HeadlinesBriefing favicon HeadlinesBriefing.com

Step 3.7 Flash Raises Agent Coding to Claude Opus‑Level Efficiency

Hacker News •
×

Step 3.7 Flash, the latest release from Step, pushes agent efficiency forward. The model combines native multimodal understanding with robust tool orchestration, enabling it to parse product UIs, documents, charts, and natural scenes before writing code or calling APIs. Benchmarks show the system matches larger models while staying within Flash‑tier latency for developers daily tasks.
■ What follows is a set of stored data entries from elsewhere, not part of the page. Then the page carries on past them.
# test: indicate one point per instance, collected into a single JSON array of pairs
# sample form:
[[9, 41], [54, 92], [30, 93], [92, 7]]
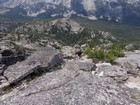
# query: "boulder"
[[86, 65], [107, 70], [44, 59]]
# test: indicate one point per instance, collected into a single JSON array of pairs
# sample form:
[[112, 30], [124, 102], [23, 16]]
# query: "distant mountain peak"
[[111, 10]]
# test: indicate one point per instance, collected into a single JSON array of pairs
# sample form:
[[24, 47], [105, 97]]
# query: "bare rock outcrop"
[[44, 59]]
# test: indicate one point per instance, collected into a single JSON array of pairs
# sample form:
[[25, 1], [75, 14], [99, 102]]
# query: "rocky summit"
[[46, 77]]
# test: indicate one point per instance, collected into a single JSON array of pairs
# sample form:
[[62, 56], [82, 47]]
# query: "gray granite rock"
[[71, 86], [41, 60]]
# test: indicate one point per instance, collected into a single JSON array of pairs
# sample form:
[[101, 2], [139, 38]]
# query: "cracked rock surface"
[[73, 84]]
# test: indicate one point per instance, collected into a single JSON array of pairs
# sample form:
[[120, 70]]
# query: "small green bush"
[[105, 56]]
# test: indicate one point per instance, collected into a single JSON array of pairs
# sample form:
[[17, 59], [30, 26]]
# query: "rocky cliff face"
[[111, 10], [46, 78]]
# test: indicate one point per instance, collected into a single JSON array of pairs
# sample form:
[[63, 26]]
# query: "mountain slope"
[[111, 10]]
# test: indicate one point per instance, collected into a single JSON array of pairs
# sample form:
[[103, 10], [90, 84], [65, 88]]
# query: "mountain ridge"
[[110, 10]]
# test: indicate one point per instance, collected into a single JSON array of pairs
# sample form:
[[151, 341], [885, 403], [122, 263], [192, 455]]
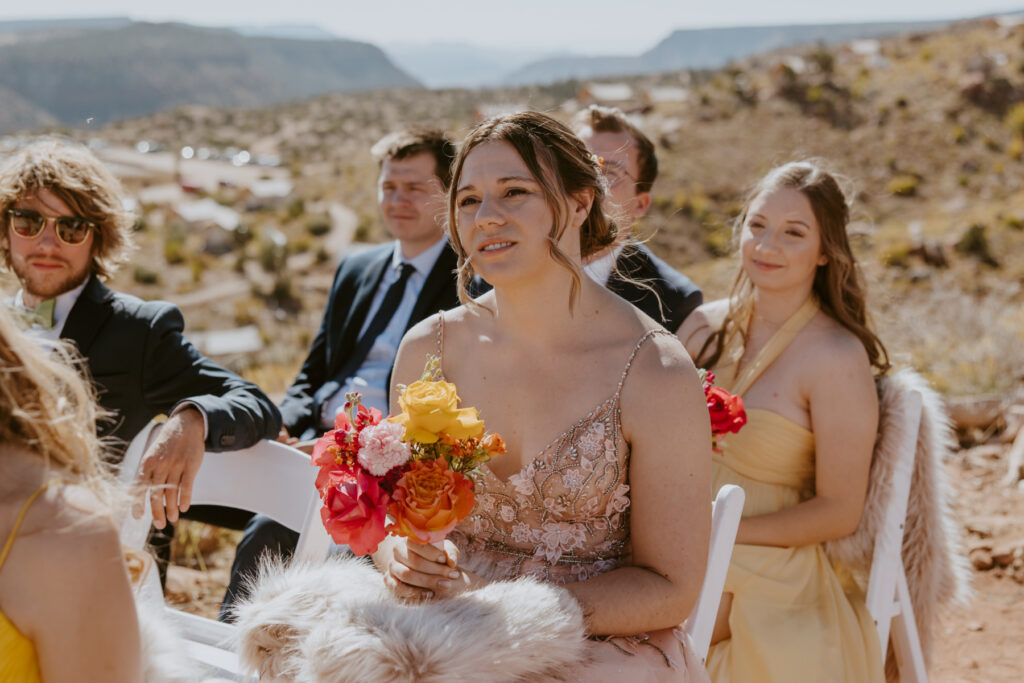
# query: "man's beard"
[[46, 287]]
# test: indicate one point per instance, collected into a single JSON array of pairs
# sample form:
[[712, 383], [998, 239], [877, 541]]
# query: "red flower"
[[354, 509], [727, 413]]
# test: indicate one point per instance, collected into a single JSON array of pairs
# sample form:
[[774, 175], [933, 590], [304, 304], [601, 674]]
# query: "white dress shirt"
[[371, 379], [61, 308]]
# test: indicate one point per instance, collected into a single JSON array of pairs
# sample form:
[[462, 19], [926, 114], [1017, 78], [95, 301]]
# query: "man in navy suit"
[[377, 295], [64, 229], [633, 271]]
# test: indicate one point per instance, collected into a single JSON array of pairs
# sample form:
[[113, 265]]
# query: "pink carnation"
[[381, 447]]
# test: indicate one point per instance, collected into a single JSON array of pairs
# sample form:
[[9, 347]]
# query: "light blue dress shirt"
[[371, 379]]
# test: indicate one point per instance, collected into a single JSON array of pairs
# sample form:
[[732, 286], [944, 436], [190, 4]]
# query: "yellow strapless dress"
[[18, 663], [795, 617]]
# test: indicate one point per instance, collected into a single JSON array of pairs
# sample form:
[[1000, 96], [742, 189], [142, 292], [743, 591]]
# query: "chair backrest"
[[269, 478], [887, 559], [725, 513]]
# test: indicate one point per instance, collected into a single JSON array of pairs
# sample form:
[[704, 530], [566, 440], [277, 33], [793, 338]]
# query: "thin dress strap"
[[778, 343], [636, 349], [440, 342], [17, 521]]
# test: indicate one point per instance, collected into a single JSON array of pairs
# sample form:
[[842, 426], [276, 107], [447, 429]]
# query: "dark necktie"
[[390, 304]]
On coding tests, Step 3.7 Flash lifts performance by 5–6% over its predecessor, reaching 67.08% average on Step‑SWE‑Bench. With Advisor Mode, the model attains 97% of Claude Opus 4.6’s coding score at just $0.19 per task versus $1.76. This cost gap makes high‑quality autonomous code production affordable for enterprise customers and developers at scale today.

Search capabilities receive a boost, too. Step 3.7 Flash scores 47.20% on HLE with tools and 92.82% F1 on DeepSearchQA, matching models with ten times the parameter count. Visual search identifies long‑tail entities that other systems miss, broadening the agent’s knowledge base without enlarging the model for real‑world applications across domains today and future tasks.

Integration costs stay low because the model works natively with mainstream harnesses like Claude Code, Hermes Agent, and OpenClaw. Its balanced performance across diverse tool stacks means developers can drop Step 3.7 Flash into existing workflows without rewiring prompts, ensuring reliable, coherent runs in production environments for scalable automation in today's software ecosystem and maintenance.